Cumhurbaşkanı Başdanışmanı Prof. Dr. Ayşen Gürcan, "Afrika'nın birçok yerinde var olan FETÖ'nün okullarını devralıyoruz. Hiçbir şekilde o okulların varlığının Türk adıyla anılmasını istemiyoruz" dedi. Gürcan, aile içi cinayetler ile ilgili olarak "2008'deki istatistiklerle şu anki istatistikler arası çok değişmedi. Yani artış yok. Sadece şu var.

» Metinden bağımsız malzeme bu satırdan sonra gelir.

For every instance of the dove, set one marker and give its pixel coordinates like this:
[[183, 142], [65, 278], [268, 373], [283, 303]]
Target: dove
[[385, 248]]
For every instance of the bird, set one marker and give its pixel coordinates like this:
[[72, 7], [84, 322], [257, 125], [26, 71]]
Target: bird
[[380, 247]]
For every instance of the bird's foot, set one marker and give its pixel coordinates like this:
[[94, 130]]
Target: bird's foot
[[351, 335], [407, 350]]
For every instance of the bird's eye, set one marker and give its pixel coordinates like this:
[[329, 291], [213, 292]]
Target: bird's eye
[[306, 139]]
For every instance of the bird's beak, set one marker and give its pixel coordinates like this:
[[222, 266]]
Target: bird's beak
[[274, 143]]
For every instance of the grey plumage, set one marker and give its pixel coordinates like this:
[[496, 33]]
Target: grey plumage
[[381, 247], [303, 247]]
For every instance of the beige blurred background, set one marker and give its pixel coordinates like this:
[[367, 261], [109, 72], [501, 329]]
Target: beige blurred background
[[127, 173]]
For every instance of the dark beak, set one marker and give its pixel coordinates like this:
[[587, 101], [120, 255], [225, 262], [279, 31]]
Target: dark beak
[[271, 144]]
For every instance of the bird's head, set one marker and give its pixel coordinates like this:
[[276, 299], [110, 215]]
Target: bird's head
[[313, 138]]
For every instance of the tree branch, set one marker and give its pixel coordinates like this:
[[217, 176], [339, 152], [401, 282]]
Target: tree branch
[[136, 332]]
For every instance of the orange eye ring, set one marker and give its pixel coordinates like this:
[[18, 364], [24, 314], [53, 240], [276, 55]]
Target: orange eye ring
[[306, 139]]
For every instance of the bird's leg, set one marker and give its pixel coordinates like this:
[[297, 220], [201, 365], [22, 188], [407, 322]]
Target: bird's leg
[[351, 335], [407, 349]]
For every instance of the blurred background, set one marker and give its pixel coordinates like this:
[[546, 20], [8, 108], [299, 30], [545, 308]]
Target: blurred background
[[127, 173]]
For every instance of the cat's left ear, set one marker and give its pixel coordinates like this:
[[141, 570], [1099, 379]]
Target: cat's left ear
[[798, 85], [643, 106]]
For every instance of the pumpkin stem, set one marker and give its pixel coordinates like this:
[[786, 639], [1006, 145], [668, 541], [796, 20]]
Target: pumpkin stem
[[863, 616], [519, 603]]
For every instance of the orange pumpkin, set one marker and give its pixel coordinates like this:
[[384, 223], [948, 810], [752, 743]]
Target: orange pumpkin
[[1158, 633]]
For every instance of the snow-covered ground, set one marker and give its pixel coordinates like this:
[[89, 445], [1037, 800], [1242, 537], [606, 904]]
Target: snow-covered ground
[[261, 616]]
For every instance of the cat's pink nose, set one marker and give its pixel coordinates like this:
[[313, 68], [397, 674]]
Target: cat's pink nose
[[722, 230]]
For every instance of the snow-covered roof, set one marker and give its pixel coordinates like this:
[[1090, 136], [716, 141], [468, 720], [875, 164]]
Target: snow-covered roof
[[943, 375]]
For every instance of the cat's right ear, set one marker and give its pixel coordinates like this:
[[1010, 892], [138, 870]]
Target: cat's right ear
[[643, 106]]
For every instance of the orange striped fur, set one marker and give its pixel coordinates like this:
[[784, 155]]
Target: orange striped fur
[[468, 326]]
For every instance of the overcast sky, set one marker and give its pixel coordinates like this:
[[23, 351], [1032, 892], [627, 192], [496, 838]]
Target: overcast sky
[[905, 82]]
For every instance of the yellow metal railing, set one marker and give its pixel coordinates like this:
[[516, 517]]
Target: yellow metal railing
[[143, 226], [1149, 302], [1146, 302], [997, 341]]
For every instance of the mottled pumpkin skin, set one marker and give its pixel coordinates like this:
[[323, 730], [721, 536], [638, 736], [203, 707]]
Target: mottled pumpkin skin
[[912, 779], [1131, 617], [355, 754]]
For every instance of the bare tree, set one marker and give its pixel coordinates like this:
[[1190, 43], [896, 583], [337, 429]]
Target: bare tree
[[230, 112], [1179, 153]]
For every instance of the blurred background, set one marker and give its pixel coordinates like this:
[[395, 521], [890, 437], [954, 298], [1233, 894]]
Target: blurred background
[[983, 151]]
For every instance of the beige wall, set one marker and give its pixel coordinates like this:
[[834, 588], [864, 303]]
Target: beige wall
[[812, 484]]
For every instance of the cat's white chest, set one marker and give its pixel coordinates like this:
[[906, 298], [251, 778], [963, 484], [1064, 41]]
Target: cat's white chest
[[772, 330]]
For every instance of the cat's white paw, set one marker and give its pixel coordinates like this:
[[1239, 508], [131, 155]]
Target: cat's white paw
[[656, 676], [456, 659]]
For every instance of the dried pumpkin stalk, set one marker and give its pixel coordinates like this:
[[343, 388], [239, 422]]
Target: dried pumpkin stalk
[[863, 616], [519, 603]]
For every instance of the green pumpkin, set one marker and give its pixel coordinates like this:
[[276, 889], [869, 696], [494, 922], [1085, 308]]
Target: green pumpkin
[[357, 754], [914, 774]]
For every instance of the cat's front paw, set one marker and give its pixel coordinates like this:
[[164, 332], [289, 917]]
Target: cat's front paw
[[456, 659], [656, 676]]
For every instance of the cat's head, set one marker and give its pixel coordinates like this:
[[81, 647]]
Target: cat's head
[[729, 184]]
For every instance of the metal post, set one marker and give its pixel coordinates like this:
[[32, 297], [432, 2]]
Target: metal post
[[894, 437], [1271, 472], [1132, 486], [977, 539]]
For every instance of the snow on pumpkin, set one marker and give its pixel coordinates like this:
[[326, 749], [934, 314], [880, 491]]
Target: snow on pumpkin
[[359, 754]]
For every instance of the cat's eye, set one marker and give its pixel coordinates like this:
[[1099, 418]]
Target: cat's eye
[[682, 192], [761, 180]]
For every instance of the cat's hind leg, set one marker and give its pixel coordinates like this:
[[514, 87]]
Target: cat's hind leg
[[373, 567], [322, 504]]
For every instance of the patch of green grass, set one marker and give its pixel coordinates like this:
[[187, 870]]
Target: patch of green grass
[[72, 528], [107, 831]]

Aile cinayeti dediğimiz şeye basın biraz daha ilgi gösteriyor" dedi.
Mehmet Akif Ersoy Üniversitesi'nde (MAKÜ) düzenlenen bir söyleşiye katılmak için gittiği Burdur'da konuşan Gürcan, Türkiye'nin tam anlamıyla ne bir Batı ne de bir Doğu ülkesi olduğunu ifade ederek, ülkenin coğrafi ve kültürel konumu nedeniyle hep saldırılara ve kavgalara maruz bırakıldığını söyledi.
Maarif Vakfı'na ilişkin bilgiler de veren Gürcan, vakfın Türkiye'yi eğitim alanında da tüm dünyada temsil edecek bir kurum olduğunu söyledi.
Vakfın, devletin eğitim politikalarını dış ülkelerde yürüteceğine dikkati çeken Gürcan, "Maarif Vakfı ile 193 ülkede eğitim çalışmalarında bulunmak istiyoruz. Afrika'nın birçok yerinde var olan FETÖ'nün okullarını devralıyoruz, devralmaya kararlıyız. Hiçbir şekilde o okulların varlığının Türk adıyla anılmasını istemiyoruz. Türkiye Cumhuriyeti Devleti Maarif Vakfı Okulları şeklinde açmayı düşünüyoruz. Yeni kurulan bir vakıf gibi gözükse de idealleri büyük bir vakıftır. Vakıf sayesinde kendi insani değerlerimizi birçok ülkeye tanıtmak, kazandırmak istiyoruz. Türk olmanın insani değerlerini sağlayacak, kazandıracak eğitim modellerini gösterecek bir yapılanma. Çok güçlü bir yapılanmaya ihtiyacımız var. Yurt dışında çalışacak çok öğretmene ihtiyacımız var. Hemen görevlendirebiliriz" diye konuştu.
"Aile içi cinayetler artmadı, basın biraz daha ilgi gösteriyor"
Gürcan, bir gazetecinin ülkedeki kadın cinayetlerinin artıp artmadığına ilişkin soruya, şu yanıtı verdi:
"2008 yılında Aile Kurumu başkanıyken, ceza mahkemelerinden aile cinayetleri ve teşebbüsleri ile ilgili bir istatistik istemiştik. O dönem farkındalık çok artmıştı. Oradaki istatistiklerle şu anki istatistikler arası çok değişmedi. Yani artış yok. Sadece şu var. Aile cinayeti dediğimiz şeye basın biraz daha ilgi gösteriyor. Toplumun farkındalığı arttı. Eskiden kol kırılır yen içinde kalır düşüncesi vardı. Bu anlamda çıkan sorunlar çok fazla yansıtılmazdı. Şimdi artık bu noktada zaten devlet olarak politika üretiliyor."